Friday, September 30, 2011

The Essence of Da-Sein and its Implications

I'd like to spend my post taking a second look at the first proposition under "The Theme of the Analytic of Da-Sein." We discussed it in class already, but if I remember correctly we moved onto the next topic without having a clear picture of what Heidegger expresses here. Dr. Johnson said though that this claim of his is actually quite revolutionary, so I thought it deserved some more analytic attention.

As far as we know, only human beings fall under the category of Da-Sein, that is, the being which has its own Being as an issue. Although we have this criterion, it does not explicate what is essential to Da-Sein. In Heidegger's words, "The 'essence' of this being [Da-Sein] lies in its to be" (119), which of course is a difficult phrase to comprehend. I think Patrick got us on the right track when he said that this relates to the "existence precedes essence" mantra of the existentialists. We contrasted the essence of Da-Sein with the essence of any other ordinary object, e.g., a table. (For the sake of simplicity, we will leave animals out of consideration for now.) The table cannot be said to have its essence within its being. Rather, a table is so because it is constructed by people who have the form, or the essence, of the table in mind, meaning that the essence is prior to the table's existence. To put it another way, and the way that Dr. Johnson once characterized it, the table's being does not depend on its constant actualization of being a table. It simply is so because it is. The same, however, cannot be said for human beings. We do constantly actualize our being. Whatever, or more appropriately whoever, we are does depend on our making it so. But since our making it so presupposes that we are there to make it, it must be said that our existence is prior to our essence. (Sartre explains this idea in a similar manner in Existentialism is a Humanism.)
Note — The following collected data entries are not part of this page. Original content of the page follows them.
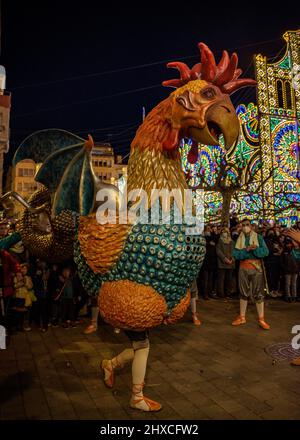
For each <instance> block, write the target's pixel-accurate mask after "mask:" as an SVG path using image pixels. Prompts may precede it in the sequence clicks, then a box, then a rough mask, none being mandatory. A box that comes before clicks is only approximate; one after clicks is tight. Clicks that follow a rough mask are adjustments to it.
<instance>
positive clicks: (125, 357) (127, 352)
mask: <svg viewBox="0 0 300 440" xmlns="http://www.w3.org/2000/svg"><path fill="white" fill-rule="evenodd" d="M133 358H134V350H133V348H126V349H125V350H123V351H122V352H121V353H119V354H118V355H117V356H115V357H114V358H112V359H104V360H103V361H102V363H101V368H102V370H103V374H104V383H105V385H106V386H107V387H108V388H112V387H113V386H114V382H115V377H114V370H115V369H116V368H118V367H119V368H122V367H124V365H125V364H127V363H128V362H130V361H132V360H133Z"/></svg>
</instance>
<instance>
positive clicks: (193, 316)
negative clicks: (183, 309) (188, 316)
mask: <svg viewBox="0 0 300 440" xmlns="http://www.w3.org/2000/svg"><path fill="white" fill-rule="evenodd" d="M197 296H198V287H197V280H196V279H194V281H193V284H192V286H191V302H190V305H191V312H192V317H193V322H194V324H195V325H201V321H200V319H199V317H198V314H197V303H196V301H197Z"/></svg>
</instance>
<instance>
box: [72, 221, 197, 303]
mask: <svg viewBox="0 0 300 440" xmlns="http://www.w3.org/2000/svg"><path fill="white" fill-rule="evenodd" d="M187 228H188V225H186V224H157V225H151V224H150V225H149V224H142V223H137V224H136V225H134V226H133V227H132V230H131V231H130V233H129V235H128V237H127V239H126V241H125V244H124V247H123V250H122V252H121V253H120V257H119V260H118V261H117V263H116V264H115V265H114V266H113V267H112V268H111V269H110V271H109V272H108V273H107V274H105V275H104V276H100V275H99V274H98V275H97V274H95V273H94V272H93V271H92V270H91V269H90V268H89V266H88V265H87V263H86V262H85V259H84V258H83V257H82V255H81V253H80V245H79V243H78V240H76V244H75V261H76V263H77V266H78V270H79V275H80V277H81V279H82V281H83V284H84V286H85V287H86V288H87V289H88V290H89V292H90V293H91V294H93V295H95V296H96V295H98V292H99V287H100V286H101V282H102V281H117V280H130V281H135V282H138V283H140V284H143V285H147V286H151V287H153V288H154V289H155V290H156V291H157V292H158V293H159V294H161V295H162V296H163V297H164V298H165V300H166V303H167V306H168V310H169V311H171V310H172V309H173V308H174V307H175V306H176V305H177V304H178V303H179V302H180V300H181V299H182V298H183V297H185V296H186V293H187V289H188V288H189V287H190V286H191V284H192V282H193V280H194V278H195V277H196V276H197V274H198V271H199V269H200V268H201V265H202V261H203V258H204V255H205V239H204V237H203V235H189V234H188V233H187ZM100 294H101V293H100Z"/></svg>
Let's take a second to evaluate the claim that's being made here and see what kind of conditions are necessary for this claim to be true. Earlier philosophers like Aquinas and Aristotle probably did not see humans as having essences fulfilled through one's existence. Rather, humans fell under the category of "rational animal" which inhered somehow in the cosmos. This usually implies a sort of theological or teleological worldview, where humans fulfill their pre-existing essences through their own existence. This does not seem to be the case for the existentialists. Heidegger's thought seems to extend from Nietzsche's nihilist stance that the world is really just a chaotic place and that the perceived orderly universe is just an illusion. Indeed, such world conditions seem necessary if we are to make the claim that Da-Sein has its essence in its being. Should we then abandon all teleological viewpoints?


(Footnotes:
I credit Patrick Shade for being a partial source for some ideas expressed in the third paragraph.
If I am misrepresenting existentialist thought or am getting too ahead of myself, please comment and let me know. I've read existentialist literature and writing about existentialism before, but I do admit I have a confused picture of it.)